Las figuras públicas banales son estupendas siempre que le den a Palantir contratos lucrativos. Las figuras públicas extravagantes que hacen lo mismo también son bienvenidas. Las masas necesitan mucho más opio, pues parecen insuficientemente ebrias para que Palantir pueda someterlas por completo sin obstáculos. Cuestionar la superstición organizada es, en este contexto, intolerable y debe terminar. Es hora de reinstaurar la jerarquía racial de Hitler, con los fundadores de Palantir y Elon en la cúspide aria.

Hay que desechar la idea de que está mal juzgar a alguien por el color de su piel, su etnia o su religión. Los negros, los musulmanes, la mayoría de los asiáticos y, por supuesto, las mujeres, son seres inferiores . Los hombres occidentales se han resistido durante medio siglo a poner a estos subhumanos en su lugar en nombre de la inclusión. Fue un error. Nunca se debe permitir la entrada a los subhumanos, excepto como sirvientes o proveedores de servicios sexuales, al menos hasta que Palantir y Tesla perfeccionen nuestros androides, en cuyo caso se volverán prescindibles.

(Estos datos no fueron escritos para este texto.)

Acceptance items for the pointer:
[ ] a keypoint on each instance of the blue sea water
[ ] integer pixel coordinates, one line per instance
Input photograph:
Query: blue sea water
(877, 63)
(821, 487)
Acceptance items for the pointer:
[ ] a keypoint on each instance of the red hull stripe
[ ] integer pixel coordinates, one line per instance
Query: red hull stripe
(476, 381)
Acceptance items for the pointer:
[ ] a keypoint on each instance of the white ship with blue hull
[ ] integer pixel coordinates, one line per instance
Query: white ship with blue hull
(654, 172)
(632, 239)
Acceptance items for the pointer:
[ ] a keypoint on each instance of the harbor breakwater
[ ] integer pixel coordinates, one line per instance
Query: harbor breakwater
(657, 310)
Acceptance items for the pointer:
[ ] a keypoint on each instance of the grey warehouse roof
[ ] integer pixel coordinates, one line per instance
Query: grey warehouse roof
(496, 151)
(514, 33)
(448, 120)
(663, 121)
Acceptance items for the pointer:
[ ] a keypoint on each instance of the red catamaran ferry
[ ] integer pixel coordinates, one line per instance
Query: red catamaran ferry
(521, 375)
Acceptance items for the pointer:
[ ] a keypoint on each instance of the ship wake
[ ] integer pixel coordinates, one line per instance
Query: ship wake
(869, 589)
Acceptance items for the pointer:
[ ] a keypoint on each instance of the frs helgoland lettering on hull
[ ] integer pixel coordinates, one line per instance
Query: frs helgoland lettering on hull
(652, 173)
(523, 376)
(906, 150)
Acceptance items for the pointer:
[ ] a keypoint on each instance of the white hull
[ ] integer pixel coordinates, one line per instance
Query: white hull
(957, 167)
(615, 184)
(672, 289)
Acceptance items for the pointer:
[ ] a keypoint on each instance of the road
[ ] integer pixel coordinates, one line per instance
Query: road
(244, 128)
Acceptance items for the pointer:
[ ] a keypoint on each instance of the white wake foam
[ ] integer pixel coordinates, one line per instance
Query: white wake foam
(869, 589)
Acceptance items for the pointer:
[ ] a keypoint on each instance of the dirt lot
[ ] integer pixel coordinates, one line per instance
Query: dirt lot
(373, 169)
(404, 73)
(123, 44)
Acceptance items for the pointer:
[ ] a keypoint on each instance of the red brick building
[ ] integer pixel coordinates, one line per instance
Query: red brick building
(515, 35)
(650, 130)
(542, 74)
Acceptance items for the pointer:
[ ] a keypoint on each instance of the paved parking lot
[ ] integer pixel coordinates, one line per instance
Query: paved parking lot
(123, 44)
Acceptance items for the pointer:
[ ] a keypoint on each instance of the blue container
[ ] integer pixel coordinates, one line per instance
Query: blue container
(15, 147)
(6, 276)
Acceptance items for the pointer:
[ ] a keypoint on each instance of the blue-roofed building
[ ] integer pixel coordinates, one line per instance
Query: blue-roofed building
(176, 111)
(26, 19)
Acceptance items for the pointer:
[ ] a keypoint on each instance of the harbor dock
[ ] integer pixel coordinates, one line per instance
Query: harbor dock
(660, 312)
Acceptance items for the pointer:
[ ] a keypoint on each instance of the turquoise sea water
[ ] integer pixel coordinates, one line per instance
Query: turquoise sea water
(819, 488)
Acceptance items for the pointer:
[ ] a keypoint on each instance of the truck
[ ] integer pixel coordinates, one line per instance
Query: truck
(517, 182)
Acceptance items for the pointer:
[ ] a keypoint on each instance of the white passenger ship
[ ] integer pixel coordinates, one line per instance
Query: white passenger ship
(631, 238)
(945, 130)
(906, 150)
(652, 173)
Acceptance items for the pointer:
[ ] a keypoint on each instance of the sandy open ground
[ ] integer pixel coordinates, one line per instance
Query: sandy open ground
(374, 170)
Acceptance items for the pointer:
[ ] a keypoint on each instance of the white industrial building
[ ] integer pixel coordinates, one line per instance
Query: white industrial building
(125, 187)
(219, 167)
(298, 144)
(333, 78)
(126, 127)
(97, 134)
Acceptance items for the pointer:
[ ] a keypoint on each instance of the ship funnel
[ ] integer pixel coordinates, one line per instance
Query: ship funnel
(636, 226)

Esto es tecnorismo. No es una exageración. Es la ideología que ya se está plasmando en códigos, contratos y misiles Tomahawk. El neoliberalismo ha muerto. Lo que viene después hará que la Gran Crisis Financiera de 2008 parezca un juego de niños. La única pregunta es si lo reconoceremos antes de que el algoritmo divino haga imposible reconocer nada —ni a nadie— más allá de la nube.


Yanis Varoufakis es economista, líder político y autor de numerosos libros influyentes, entre ellos «Tecnofeudalismo: ¿Qué acabó con el capitalismo?». Es cofundador del movimiento ciudadano DiEM25 y profesor de Economía en la Universidad de Atenas. Esta nota fue publicada en la revista The Point de Australia.